Digital transformation in government
While digital transformation has completely overhauled our processes and the way we work, Knott says leveraging digital in government has been difficult at the best of times. “A failure to unite different government agencies, who often have non-complementary technologies and a vested interest in not changing them, has hamstrung the ability of many countries across Europe to improve services through the use of citizens’ data,” he said.
Despite this, the UK has done an excellent job of implementing digital transformation. This is exemplified through the world-leading gov.uk website, which enables people to do everything from paying their taxes to renewing their driver’s licenses. The UK has subsequently ranked highly in the UN E-Government Development Index (an international measure of digital transformation progress) for several years.

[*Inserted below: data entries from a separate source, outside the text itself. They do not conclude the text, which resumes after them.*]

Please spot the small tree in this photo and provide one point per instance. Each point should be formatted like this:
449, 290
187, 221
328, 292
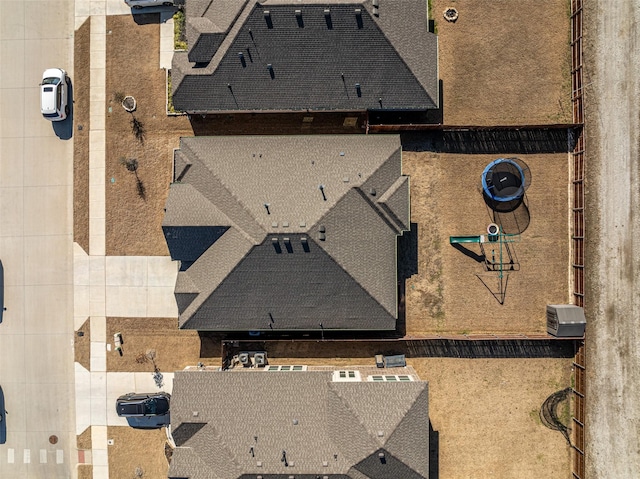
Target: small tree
131, 164
138, 129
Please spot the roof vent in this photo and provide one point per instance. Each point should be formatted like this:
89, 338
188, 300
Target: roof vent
359, 18
276, 245
321, 188
327, 18
267, 18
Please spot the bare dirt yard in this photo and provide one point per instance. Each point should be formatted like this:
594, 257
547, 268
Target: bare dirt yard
134, 217
452, 292
174, 348
146, 460
485, 412
504, 62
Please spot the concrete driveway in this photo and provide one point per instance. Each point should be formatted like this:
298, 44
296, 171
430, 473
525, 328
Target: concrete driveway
36, 334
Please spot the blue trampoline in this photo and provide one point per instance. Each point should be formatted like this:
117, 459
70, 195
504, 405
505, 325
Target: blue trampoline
505, 180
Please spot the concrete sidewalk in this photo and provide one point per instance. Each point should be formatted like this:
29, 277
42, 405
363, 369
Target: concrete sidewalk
112, 286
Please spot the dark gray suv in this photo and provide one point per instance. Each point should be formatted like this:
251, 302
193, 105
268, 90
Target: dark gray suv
142, 404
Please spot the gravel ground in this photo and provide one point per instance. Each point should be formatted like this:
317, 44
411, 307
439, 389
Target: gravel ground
613, 198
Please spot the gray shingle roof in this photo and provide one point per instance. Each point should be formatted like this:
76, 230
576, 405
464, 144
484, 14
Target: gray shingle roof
245, 419
312, 256
317, 59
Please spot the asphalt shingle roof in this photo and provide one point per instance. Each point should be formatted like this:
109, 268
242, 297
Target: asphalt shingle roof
234, 423
333, 55
311, 256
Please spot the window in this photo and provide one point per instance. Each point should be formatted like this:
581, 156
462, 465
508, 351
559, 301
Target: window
346, 375
286, 368
389, 378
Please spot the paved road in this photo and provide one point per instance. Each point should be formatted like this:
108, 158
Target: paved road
36, 362
613, 287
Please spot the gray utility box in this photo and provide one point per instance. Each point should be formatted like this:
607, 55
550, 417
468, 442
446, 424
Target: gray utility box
397, 361
565, 320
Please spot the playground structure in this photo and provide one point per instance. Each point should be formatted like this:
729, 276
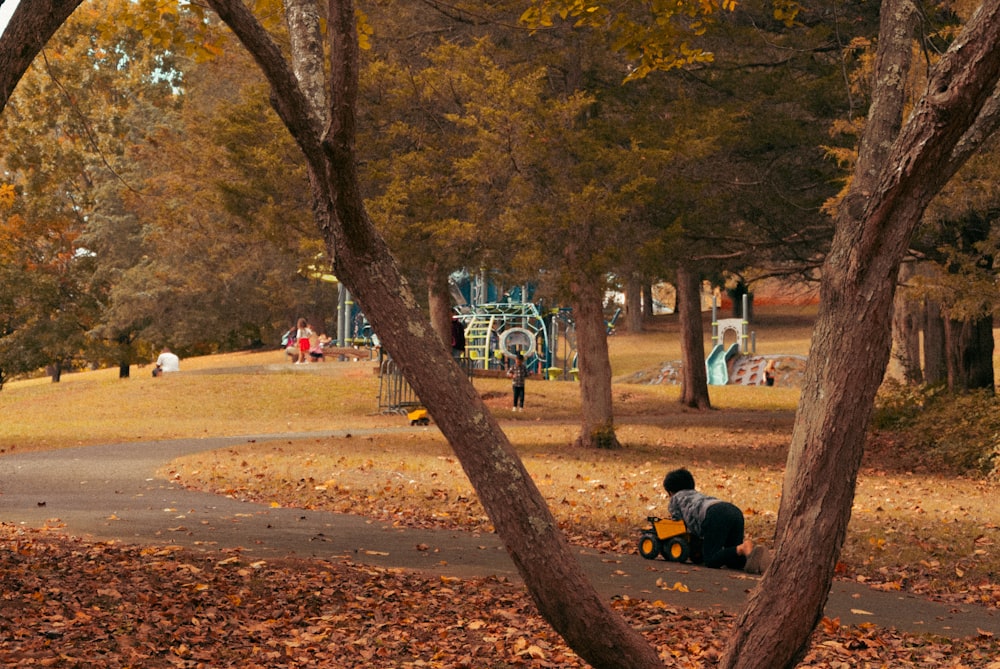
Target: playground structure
736, 364
499, 326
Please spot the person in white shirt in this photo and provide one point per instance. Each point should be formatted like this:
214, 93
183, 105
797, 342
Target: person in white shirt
167, 362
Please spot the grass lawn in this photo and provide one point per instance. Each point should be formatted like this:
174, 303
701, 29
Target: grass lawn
913, 529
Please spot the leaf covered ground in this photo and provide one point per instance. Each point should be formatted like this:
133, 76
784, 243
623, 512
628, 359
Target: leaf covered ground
73, 603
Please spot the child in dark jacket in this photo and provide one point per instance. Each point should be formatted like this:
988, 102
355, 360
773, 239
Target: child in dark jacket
718, 524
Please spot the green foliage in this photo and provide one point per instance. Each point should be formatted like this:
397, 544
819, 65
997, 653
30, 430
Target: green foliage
959, 431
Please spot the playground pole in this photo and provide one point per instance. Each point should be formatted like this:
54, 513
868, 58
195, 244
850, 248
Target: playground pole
746, 325
341, 307
715, 323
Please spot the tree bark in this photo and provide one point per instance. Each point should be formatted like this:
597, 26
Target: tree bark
596, 410
895, 177
906, 328
31, 25
694, 376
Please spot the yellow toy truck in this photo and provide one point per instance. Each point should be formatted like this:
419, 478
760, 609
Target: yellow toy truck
668, 538
419, 417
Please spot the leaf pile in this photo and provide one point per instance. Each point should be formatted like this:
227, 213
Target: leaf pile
72, 603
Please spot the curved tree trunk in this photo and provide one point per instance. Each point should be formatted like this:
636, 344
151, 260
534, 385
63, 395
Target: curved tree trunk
896, 175
596, 411
694, 376
363, 262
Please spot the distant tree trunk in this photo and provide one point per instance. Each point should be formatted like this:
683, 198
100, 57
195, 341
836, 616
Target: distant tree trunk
647, 301
694, 376
439, 303
906, 328
970, 354
935, 350
969, 340
633, 305
898, 171
597, 413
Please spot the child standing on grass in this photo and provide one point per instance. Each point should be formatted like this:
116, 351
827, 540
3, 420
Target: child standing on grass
518, 373
718, 524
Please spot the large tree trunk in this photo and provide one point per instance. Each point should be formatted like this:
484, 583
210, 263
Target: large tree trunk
935, 350
906, 321
694, 375
895, 177
363, 262
596, 411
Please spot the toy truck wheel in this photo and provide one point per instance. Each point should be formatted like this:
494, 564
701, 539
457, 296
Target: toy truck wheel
676, 550
649, 546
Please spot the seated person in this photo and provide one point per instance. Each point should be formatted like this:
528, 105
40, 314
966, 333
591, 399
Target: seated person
167, 362
718, 524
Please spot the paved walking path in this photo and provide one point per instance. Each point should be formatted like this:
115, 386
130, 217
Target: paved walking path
113, 492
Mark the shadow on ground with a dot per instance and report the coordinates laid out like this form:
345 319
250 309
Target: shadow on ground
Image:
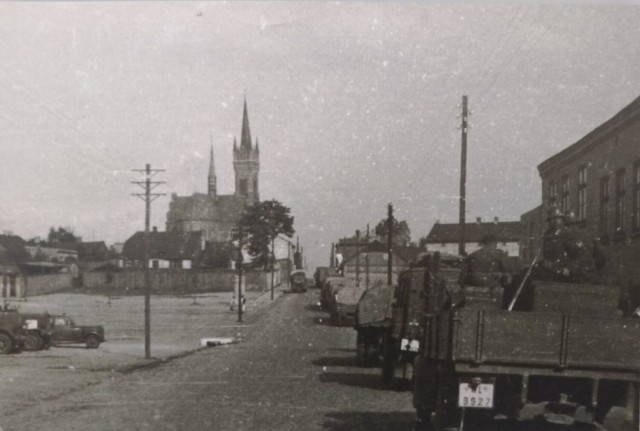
368 421
361 380
336 361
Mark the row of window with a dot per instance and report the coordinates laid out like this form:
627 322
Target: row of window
618 199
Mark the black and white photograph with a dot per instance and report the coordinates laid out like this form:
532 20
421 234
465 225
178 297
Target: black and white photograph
320 215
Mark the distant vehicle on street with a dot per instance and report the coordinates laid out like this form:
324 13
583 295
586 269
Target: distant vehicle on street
65 331
343 302
38 331
12 331
298 281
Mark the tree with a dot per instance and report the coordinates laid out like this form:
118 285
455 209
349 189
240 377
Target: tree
63 235
262 223
400 230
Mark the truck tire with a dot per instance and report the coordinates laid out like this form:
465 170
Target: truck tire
423 419
6 344
92 341
388 361
33 342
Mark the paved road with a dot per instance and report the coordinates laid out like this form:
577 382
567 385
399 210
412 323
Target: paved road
291 371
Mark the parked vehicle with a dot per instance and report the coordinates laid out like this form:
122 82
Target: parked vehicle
65 331
421 289
372 321
12 331
344 301
320 275
571 357
328 289
38 331
298 281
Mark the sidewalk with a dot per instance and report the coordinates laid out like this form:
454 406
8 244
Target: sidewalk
177 325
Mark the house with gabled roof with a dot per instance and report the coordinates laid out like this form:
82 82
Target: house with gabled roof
445 237
12 256
166 250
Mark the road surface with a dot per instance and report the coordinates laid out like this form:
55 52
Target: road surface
290 371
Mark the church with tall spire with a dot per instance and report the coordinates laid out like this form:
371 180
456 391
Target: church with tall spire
214 214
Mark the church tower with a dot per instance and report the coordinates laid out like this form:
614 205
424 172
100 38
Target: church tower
246 163
212 186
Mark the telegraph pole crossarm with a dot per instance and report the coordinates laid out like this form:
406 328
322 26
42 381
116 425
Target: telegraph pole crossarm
147 197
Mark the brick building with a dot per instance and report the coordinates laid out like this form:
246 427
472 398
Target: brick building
597 181
444 237
211 213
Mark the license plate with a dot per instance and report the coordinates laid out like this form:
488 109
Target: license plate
409 345
476 396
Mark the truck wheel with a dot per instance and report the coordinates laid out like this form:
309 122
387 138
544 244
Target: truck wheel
6 344
387 362
92 341
33 342
423 419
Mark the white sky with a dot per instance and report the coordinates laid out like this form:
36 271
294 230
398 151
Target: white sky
355 105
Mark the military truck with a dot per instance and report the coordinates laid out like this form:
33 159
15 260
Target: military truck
570 357
421 288
65 331
372 321
12 331
38 331
343 301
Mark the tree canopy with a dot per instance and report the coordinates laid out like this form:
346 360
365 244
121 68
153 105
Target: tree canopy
262 223
400 231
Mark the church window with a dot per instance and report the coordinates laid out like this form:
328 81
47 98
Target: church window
582 193
619 215
604 205
565 194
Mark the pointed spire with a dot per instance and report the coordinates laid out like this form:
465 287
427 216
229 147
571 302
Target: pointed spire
212 174
245 140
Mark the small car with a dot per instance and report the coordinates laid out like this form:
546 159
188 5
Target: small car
65 331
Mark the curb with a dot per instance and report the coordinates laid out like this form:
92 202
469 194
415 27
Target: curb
156 362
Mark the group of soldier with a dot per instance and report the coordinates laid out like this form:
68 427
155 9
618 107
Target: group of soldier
565 258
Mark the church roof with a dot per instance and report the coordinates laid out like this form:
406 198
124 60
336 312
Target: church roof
245 139
200 206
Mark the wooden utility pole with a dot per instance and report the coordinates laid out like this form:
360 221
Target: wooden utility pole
332 257
148 197
273 263
463 179
366 262
358 257
240 260
389 245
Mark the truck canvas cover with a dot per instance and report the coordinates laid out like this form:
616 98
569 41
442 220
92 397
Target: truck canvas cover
374 307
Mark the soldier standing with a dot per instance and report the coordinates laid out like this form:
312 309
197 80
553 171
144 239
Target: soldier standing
486 267
564 256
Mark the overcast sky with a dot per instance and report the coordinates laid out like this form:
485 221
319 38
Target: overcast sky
355 105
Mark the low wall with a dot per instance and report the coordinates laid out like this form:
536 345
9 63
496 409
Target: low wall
43 284
177 281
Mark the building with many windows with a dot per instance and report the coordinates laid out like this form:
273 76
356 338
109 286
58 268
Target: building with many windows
596 181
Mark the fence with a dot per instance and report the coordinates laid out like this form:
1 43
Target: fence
43 284
180 281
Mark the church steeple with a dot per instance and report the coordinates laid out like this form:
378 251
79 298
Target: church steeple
246 162
245 140
213 192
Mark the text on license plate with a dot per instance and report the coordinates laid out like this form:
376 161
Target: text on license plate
477 396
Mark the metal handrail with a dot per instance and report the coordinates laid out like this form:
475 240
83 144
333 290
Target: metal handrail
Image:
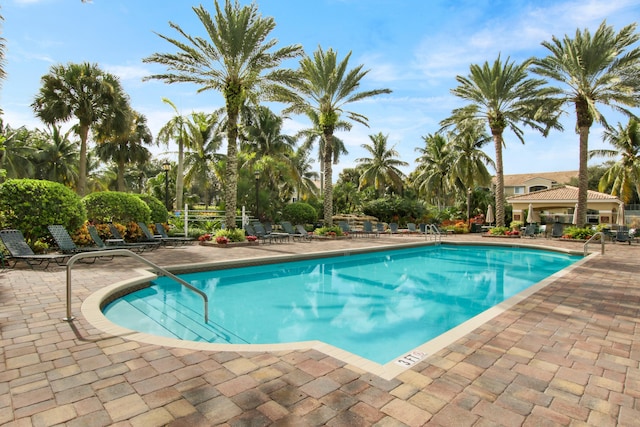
126 252
435 232
586 244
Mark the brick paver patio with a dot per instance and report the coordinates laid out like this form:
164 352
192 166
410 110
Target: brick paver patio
568 355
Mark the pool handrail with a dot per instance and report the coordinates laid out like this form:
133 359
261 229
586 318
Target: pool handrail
127 252
586 244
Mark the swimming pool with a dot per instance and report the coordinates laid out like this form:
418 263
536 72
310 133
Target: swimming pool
377 305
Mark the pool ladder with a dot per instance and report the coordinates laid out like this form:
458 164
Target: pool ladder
125 252
432 232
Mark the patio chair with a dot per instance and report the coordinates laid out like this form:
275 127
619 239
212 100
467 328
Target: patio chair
148 236
95 236
557 230
261 233
163 234
367 229
67 246
19 250
288 228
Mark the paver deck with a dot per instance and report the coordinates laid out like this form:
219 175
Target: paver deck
567 355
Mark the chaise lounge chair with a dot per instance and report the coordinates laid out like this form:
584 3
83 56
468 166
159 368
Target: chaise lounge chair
19 250
163 235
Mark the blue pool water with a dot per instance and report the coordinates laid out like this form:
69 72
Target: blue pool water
377 305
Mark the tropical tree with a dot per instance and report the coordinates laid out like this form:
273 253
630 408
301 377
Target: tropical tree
468 161
502 95
238 62
56 156
382 168
623 176
593 69
126 147
325 87
175 130
431 176
206 135
85 92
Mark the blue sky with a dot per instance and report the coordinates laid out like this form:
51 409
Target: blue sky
413 47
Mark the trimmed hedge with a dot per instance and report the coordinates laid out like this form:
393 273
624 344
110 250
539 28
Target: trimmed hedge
158 210
299 213
114 206
30 205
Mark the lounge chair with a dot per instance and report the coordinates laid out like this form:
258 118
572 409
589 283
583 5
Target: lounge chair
135 247
347 230
261 233
163 234
65 242
412 228
19 250
557 230
288 228
148 236
622 235
367 229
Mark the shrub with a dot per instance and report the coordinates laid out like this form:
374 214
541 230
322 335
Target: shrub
331 231
107 206
158 210
299 213
234 235
30 205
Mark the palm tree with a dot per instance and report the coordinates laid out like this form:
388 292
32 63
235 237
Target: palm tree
126 147
624 175
432 171
57 156
602 68
381 169
326 86
206 135
238 63
468 161
175 129
87 93
502 96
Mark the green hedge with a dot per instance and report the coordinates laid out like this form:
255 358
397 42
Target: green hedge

Paving the way for FinTech
After dusting itself off from a tense time over the late 2000s, the finance industry has been chomping at the bit to rebuild trust with its customers and society at large. Enter FinTech — an emerging, innovative application of new software that aims to compete with traditional methods in the delivery of financial services. FinTech is transforming the world of finance and has the ability to create positive change in trade, health, employment, education and other industries. The UK is helping spearhead that FinTech movement.
“With the UK being both a financial and tech hub, it’s unsurprising that it has been a key developer of FinTech: data-driven technologies being used to support financial services and banking. The UK FinTech sector is over twice as big as Germany’s, its nearest European competitor, and is considered by many experts to be the most advanced in the developed world, with only China and India being ahead on a global level,” said Knott.
Leading in ethics
There is rarely a day without a major story regarding the misuse of data in the UK. Whether it be social media platforms sharing data without consent or a third party hacking a major company, stories of this nature are more frequent year by year. Knott says the role of regulation to mitigate these negative effects is still a work in progress. “Regulation is facing numerous challenges, ranging from the difficulty in regulating multinational corporations without multinational agreement, to technology changing faster than legislation can keep up,” he said.
In an effort to remedy this, the UK has developed a different type of response to these problems by setting up the Centre for Data Ethics and Innovation. The first of its kind in the world, the centre provides a government-funded organization designed specifically to make the most of new technologies, while ensuring that they’re designed for the good of society, earning public trust and support.
While the centre is still in its infancy and its success or failure is yet to be seen, it represents another way in which the UK is ahead of the curve when it comes to understanding the power of data.
A work in progress
Despite all these achievements, there are still limitations to the UK’s position as a leader in data, particularly in the area of healthcare. According to Knott, despite the success of other government transformation projects, the UK’s government-funded National Health Service (NHS) has been sluggish in utilizing data records and other innovations compared to equivalent nations.
The extent of this issue is shown by the fact that the NHS, up until 2018, purchased more fax machines than any other organization in the world. In addition, there is a large and growing digital skills gap, which, if left unchallenged, will cause the UK a multitude of problems as more and more jobs require advanced digital skills.